In diesem Jahr weicht die niedersächsische SPD von der gewohnten Übung ab, die Journalisten zu ihrer Vorstands-Klausurtagung in die Volkshochschule nach Springe einzuladen. Ob es daran liegt, dass in diesem Jahr ein besonders heikler Punkt besprochen wird? Am Dienstag, 1. April, wird Ministerpräsident Stephan Weil gleich am Morgen in Springe einen Vortrag über die „aktuelle landespolitische Lage“ halten. Es wird allgemein damit gerechnet, dass Weil bei dieser Gelegenheit seinen Verzicht auf eine neue Kandidatur für den SPD-Landesvorsitz beim bevorstehenden Parteitag am 24. Mai verkünden wird. Viel spannender noch ist das daran anschließende Signal für die politischen Folgen in der Landesregierung. Einiges spricht dafür, dass Weil auch über seinen vorzeitigen Rückzug als Regierungschef sprechen wird. Es gab in den vergangenen Tagen Hinweise auf eine mögliche Neuwahl des Ministerpräsidenten im Landtag im Herbst dieses Jahres oder sogar noch vor der Ende Juni beginnenden Sommerpause – also gut zwei Jahre vor Ablauf der Legislaturperiode. Der Bewerber für die Nachfolge als Ministerpräsident wäre dann der bisherige Wirtschaftsminister Olaf Lies.

Pensionsalter erreicht: Jörg Mielke. | Foto: Wallbaum

Vor dem heutigen Termin gab es eine Menge Unwägbarkeiten, die auch darin begründet sind, dass Weil nur ganz wenige Genossen in seine Pläne eingeweiht hat.
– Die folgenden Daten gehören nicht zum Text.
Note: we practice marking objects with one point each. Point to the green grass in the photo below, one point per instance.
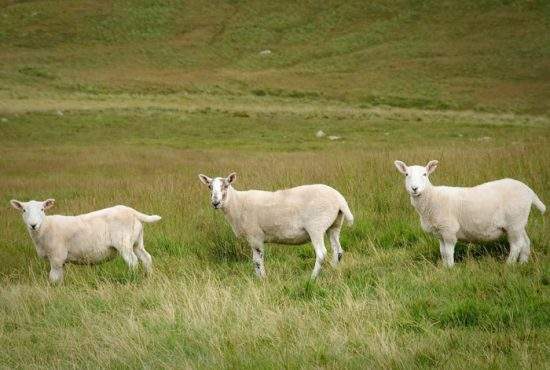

Daher sind viele Fragen tatsächlich auch für SPD-Funktionsträger noch offen. Als Favorit für den Landesvorsitz der SPD gilt Wirtschaftsminister Olaf Lies. Die Alternative, Innenministerin Daniela Behrens, wird in SPD-Kreisen als „unwahrscheinlich“ eingestuft – da Behrens längst nicht den Rückhalt in der Partei hat wie der beliebte Lies. Die nächste Frage ist, wann ein vorzeitiger Abschied von Weil als Ministerpräsident vorstellbar wäre. Sein enger Wegbegleiter und Chef der Staatskanzlei, Jörg Mielke, hat im Juni 2024 sein 65. Lebensjahr vollendet. Wenn er keinen Antrag auf Verlängerung gestellt haben sollte, würde er wohl im August dieses Jahres regulär aus dem Amt scheiden. Sollte Weil länger Ministerpräsident bleiben wollen, müsste er in diesem Fall einen neuen Leiter für die Staatskanzlei berufen. Falls aber Weil und Mielke, die 2013 zusammen gekommen waren, auch zusammen gehen wollen, böte sich für Weil ein Rücktritt schon im Juni dieses Jahres an.

Wechsel in die Landespolitik? Matthias Miersch. | Foto: Fionn Große

Der Wechsel im Amt des Ministerpräsidenten würde eine Kabinettsumbildung auslösen. Es wird dann einen neuen Wirtschaftsminister geben – und aus Proporzgründen müsste es idealerweise eine Frau sein, die dem SPD-Bezirk Hannover zugeordnet wird. Spekuliert wurde schon über die Continental-Personalchefin Ariane Reinhart. Nicht unwahrscheinlich wäre auch, dass das Europaministerium entweder aufgelöst und der Staatskanzlei zugeordnet wird – oder aber die glücklose Ministerin Wiebke Osigus durch eine andere Ministerin ersetzt wird. Diese müsste dann wieder aus dem SPD-Bezirk Hannover stammen. Im Strudel der Personalpläne wird immer wieder auch der Name von SPD-Generalsekretär Matthias Miersch genannt. Er ist Chef des SPD-Bezirks Hannover, seit 20 Jahren Bundestagsabgeordneter und könnte neuer Wirtschaftsminister werden. Dazu müsste er von der Bundes- auf die Landesebene wechseln. Dies wäre auch ein Weg, das momentane Überangebot niedersächsischer SPD-Männer in der Bundespolitik (Lars Klingbeil, Boris Pistorius, Hubertus Heil, Matthias Miersch) etwas auszudünnen und für einen aus diesem Kreis eine Ausweichlösung in der Landespolitik anzubieten. Nach Lage der Dinge könnte dies wohl – wegen des Regionalproporzes – nur Miersch als Hannoveraner sein.